2012-09-05 16:55:14 (3.86 MB/s) - `blocked.html' saved [65/65]

BTW, love the graphic.

[srpurdy]

You can change the redirect to anything you like. You do not have to use https or port 30000, thats just an example.

Example:

WAF_REDIRECT_URL="http://%{server_name}/blocked.html"

[root@asl-modsec-test ~]# wget http://localhost/bar.php?bar=http://www ... .com/snarg
--2012-09-05 16:55:14-- http://localhost/bar.php?bar=http://www ... .com/snarg
Resolving localhost... 127.0.0.1
Connecting to localhost|127.0.0.1|:80... connected.
HTTP request sent, awaiting response... 302 Found
Location: http://localhost/blocked.html [following]
--2012-09-05 16:55:14-- http://localhost/blocked.html
Connecting to localhost|127.0.0.1|:80... connected.
HTTP request sent, awaiting response... 200 OK
Length: 65 [text/html]
Saving to: `blocked.html'

100%[======================================>] 65 --.-K/s in 0s

2012-09-05 16:55:14 (3.86 MB/s) - `blocked.html' saved [65/65]

BTW, love the graphic.

Doh! I thought for some reason the information variables tied into ASL somehow but guess not. Works great now thanks.
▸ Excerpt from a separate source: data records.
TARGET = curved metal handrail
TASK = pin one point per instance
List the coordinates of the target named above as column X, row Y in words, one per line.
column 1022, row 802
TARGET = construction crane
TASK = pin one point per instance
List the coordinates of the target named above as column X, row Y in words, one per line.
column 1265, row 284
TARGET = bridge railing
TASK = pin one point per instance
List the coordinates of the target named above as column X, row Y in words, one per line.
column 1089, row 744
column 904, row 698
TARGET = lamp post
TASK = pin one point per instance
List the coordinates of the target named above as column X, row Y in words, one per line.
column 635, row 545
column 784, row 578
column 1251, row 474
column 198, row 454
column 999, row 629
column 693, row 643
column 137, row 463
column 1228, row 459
Although I'm really displaying much just the ip address for now.

Also attached a basic template anyone wants to use it. included twitter bootstrap, and responsive css.

blocked_bootstrap.zip

(97.07 KiB) Downloaded 379 times

[mikeshinn]

No worries, glad I could help.

The idea behind the port 30000 and https was to redirect to a port/listener that maybe was always open, so even if you shunned the badguy they would still get the page explaining why.